Jadąc ze stolicy w dół wybrzeża, trzeba przejechać spory kawałek, zanim ucieknie się od tłumów, szczelnie wypełniających lokalne plaże przyhotelowe (wielu ludzi przyjeżdża tu autobusami z miasta lub statkami z Mandraki). Romantycy mogą zajrzeć do rozsypującego się i prawie opuszczonego kurortu KALITHEA, którego początki datują się z okresu włoskiego. Z kolei AFANDOU, słynne jest z tkania dywanów. Dawna wioska rybacka FALIRAKI, która przyciąga raczej młodszą klientelę, przypomina bardzo hiszpańską miejscowość letniskową costa. Krajobraz jest tu śródlądowy — spalone słońcem, piaszczyste wzgórza zostały jeszcze bardziej spustoszone przez pożar w 1987 roku. Zniszczył on większość zielonej roślinności na wschodzie, aż po Lindos.

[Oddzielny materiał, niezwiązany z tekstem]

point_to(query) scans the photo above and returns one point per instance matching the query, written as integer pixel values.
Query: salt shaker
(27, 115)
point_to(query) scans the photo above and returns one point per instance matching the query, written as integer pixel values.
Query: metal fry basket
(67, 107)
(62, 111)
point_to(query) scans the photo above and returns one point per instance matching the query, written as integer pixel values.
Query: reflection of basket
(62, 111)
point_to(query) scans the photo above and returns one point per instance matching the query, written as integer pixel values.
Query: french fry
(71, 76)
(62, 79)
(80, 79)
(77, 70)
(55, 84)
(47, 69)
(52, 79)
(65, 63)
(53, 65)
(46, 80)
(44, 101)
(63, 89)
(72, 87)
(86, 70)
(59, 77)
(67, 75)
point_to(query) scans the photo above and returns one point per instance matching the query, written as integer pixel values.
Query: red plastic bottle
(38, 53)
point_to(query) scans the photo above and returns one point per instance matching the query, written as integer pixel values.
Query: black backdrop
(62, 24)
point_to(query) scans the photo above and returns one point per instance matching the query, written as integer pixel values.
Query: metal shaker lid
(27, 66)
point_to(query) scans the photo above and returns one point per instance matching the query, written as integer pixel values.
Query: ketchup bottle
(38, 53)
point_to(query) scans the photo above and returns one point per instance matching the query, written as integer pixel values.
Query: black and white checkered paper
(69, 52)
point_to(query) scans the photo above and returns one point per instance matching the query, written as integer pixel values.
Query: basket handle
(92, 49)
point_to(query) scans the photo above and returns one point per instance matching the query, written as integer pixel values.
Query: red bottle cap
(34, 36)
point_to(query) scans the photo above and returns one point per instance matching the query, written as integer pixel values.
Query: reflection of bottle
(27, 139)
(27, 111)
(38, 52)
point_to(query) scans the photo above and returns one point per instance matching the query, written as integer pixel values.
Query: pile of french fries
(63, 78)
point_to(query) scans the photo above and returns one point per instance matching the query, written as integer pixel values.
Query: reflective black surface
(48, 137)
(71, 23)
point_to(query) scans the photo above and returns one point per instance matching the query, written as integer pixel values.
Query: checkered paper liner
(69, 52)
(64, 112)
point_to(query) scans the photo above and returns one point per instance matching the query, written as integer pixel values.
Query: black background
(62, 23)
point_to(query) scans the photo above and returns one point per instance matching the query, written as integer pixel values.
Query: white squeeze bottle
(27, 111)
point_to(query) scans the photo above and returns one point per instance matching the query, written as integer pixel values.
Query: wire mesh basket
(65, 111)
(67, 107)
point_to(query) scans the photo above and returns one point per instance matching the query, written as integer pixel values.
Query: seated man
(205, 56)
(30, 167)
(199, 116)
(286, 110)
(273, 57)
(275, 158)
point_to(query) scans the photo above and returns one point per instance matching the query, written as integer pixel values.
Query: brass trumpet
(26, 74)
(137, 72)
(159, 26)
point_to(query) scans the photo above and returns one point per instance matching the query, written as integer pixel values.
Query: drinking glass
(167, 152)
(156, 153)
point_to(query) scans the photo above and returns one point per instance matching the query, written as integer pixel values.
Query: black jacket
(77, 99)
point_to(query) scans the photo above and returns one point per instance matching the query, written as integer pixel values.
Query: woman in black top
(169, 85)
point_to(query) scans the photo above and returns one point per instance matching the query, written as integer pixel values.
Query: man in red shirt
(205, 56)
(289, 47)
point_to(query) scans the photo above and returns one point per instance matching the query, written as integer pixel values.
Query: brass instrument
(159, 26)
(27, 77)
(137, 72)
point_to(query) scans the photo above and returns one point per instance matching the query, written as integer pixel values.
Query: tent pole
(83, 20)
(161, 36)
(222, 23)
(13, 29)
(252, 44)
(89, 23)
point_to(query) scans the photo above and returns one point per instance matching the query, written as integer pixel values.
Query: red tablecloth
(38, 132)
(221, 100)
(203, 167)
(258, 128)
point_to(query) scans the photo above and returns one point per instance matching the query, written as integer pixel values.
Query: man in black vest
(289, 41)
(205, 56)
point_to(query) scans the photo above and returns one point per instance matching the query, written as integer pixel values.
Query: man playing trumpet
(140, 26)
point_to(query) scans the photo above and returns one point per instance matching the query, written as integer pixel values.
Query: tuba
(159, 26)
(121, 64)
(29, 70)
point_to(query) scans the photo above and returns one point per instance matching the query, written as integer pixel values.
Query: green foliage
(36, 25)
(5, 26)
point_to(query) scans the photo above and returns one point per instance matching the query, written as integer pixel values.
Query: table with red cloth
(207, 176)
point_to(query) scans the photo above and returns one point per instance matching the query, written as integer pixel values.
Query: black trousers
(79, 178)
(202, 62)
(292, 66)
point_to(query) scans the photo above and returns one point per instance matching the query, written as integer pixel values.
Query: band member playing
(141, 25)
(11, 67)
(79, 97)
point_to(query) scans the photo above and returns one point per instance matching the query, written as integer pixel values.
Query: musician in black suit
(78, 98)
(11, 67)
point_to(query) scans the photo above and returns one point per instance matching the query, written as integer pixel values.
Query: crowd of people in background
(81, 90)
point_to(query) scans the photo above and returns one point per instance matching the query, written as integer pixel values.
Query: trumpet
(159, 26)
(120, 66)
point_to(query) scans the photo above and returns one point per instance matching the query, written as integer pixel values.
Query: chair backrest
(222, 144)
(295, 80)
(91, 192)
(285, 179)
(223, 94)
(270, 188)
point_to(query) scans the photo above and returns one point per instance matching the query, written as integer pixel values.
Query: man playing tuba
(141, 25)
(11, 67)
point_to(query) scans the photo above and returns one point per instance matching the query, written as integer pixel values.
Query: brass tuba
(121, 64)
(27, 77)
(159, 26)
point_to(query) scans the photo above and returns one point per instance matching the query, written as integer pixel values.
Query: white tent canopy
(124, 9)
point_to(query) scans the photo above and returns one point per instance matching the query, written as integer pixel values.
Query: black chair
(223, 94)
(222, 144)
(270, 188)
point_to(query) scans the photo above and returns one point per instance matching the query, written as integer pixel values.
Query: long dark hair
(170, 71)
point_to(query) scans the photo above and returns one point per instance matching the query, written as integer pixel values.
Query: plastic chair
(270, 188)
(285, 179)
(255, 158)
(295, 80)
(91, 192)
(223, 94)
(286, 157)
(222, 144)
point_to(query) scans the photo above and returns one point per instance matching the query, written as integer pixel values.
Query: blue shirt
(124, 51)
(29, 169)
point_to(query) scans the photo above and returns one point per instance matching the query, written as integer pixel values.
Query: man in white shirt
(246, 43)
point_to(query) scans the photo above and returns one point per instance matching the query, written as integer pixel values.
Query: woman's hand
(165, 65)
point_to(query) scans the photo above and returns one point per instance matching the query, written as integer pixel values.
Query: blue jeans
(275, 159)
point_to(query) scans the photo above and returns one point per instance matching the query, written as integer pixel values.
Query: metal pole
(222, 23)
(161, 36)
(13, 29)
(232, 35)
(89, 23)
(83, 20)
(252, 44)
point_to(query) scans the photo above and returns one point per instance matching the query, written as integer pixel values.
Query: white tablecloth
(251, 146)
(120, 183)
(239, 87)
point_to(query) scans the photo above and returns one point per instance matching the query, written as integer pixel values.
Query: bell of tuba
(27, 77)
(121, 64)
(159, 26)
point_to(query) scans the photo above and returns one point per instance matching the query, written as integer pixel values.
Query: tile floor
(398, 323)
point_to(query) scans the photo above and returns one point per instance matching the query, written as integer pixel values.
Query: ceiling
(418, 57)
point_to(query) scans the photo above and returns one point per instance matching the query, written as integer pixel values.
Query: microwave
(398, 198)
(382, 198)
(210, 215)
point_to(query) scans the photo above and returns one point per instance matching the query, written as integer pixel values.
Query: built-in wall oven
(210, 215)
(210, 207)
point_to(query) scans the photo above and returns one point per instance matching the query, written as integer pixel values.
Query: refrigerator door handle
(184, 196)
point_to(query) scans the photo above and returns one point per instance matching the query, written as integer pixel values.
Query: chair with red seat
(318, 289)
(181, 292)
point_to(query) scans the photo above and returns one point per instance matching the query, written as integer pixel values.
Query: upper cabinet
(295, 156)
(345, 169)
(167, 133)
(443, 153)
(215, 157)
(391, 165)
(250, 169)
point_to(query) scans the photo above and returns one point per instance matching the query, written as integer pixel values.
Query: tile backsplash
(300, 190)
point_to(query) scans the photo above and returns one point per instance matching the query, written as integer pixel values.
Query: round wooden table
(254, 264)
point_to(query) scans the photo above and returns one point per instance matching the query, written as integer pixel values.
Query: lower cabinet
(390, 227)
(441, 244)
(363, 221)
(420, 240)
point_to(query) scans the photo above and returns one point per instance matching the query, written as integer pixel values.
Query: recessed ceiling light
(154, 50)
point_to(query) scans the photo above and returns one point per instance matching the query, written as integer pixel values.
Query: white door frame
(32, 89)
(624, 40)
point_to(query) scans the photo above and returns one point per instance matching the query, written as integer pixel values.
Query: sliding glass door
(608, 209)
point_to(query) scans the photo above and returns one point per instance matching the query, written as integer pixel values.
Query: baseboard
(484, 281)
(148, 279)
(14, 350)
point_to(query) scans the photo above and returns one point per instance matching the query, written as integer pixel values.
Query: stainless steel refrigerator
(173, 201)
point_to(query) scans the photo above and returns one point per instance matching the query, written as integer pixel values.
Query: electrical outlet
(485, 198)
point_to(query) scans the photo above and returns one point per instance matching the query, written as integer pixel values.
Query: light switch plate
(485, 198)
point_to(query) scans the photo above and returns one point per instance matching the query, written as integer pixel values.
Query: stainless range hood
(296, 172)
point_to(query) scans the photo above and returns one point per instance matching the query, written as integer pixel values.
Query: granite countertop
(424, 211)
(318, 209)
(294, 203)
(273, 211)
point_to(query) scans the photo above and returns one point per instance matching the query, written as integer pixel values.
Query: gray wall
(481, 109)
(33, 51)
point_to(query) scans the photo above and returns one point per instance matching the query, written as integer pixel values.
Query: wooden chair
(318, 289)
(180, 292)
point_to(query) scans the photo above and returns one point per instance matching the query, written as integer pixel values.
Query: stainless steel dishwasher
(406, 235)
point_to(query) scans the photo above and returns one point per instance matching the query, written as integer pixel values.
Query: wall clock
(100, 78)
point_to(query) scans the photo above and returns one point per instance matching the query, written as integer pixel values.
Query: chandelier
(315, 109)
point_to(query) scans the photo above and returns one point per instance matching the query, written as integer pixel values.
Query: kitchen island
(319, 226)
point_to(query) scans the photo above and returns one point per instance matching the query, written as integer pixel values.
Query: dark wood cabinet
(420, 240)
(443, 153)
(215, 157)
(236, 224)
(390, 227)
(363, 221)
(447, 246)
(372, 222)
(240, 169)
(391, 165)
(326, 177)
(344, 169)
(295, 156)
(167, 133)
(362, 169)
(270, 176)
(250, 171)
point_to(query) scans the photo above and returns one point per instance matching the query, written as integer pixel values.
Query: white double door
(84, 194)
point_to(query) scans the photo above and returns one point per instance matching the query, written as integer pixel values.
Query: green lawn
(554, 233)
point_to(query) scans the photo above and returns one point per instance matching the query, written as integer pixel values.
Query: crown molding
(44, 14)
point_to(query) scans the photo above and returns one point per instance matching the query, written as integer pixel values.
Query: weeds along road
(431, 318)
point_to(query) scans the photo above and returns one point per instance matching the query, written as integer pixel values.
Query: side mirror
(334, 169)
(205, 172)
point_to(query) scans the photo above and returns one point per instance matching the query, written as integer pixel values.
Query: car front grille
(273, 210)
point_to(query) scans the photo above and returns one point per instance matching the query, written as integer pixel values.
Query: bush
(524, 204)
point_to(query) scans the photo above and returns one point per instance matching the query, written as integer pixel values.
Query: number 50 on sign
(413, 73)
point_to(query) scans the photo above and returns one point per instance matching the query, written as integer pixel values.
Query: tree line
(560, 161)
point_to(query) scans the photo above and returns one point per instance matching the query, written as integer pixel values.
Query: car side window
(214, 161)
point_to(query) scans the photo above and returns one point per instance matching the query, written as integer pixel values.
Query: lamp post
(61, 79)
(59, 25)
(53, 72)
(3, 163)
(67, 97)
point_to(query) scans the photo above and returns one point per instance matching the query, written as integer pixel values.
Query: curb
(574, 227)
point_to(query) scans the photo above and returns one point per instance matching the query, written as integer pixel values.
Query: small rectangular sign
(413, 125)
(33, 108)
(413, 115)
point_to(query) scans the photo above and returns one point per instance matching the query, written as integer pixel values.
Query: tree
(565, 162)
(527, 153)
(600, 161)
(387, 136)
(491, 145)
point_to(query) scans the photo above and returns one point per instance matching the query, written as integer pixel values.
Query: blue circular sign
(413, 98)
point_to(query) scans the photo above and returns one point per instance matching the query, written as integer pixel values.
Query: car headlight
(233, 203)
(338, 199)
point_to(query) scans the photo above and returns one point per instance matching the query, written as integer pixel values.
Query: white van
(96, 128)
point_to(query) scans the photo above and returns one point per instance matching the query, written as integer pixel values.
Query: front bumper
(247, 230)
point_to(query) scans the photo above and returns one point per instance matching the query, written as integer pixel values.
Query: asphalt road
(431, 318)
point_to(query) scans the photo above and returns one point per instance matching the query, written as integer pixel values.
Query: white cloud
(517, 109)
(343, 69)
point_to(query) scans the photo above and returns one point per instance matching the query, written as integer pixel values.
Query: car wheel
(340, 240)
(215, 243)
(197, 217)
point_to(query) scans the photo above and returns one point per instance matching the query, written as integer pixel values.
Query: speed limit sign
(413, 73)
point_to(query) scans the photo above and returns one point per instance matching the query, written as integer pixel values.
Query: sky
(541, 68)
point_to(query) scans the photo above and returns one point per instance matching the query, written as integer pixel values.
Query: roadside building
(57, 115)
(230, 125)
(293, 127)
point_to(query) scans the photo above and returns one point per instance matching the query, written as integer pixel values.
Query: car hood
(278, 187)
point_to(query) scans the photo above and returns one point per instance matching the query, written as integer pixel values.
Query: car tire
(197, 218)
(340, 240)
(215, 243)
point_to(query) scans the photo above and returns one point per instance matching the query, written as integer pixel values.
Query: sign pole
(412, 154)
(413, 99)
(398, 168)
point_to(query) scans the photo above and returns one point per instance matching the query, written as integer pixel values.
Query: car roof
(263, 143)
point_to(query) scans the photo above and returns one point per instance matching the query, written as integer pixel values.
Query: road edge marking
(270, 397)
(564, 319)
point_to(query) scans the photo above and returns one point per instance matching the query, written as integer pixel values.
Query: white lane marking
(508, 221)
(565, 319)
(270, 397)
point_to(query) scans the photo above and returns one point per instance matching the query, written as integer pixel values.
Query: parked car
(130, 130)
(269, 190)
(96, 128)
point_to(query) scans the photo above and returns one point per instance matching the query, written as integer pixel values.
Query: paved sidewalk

Pierwszym miejscem, w którym warto się zatrzymać jest olbrzymi cypel TSAM- BIKAS, około 26 kilometrów na południe od miasta. Na szczycie wzgórza, a właściwie użłobionego zbocza nieczynnego wulkanu, stoi klasztor. Roztaczają się stąd przepiękne widoki na około 50-kilometrowy pas wybrzeża. Ostry, 1500-met- rowy cementowy podjazd prowadzi do małego parkingu i snack baru. Stąd na szczyt wiodą, wykończone ostatnio, cementowe schody. Klasztor nie wyróżnia się niczym szczególnym, poza ciekawostką związaną z festiwalem 8 sierpnia. W dniu tym, bezdzietne kobiety przybywają do klasztoru — czasem na kolanach — aby pozbyć się niepłodności, a dzieci urodzone po tej pielgrzymce są ofiarowane Matce Boskiej i nadaje się im imiona Tsambikos lub Tsambika (imiona szczególne dla Dodekanezu).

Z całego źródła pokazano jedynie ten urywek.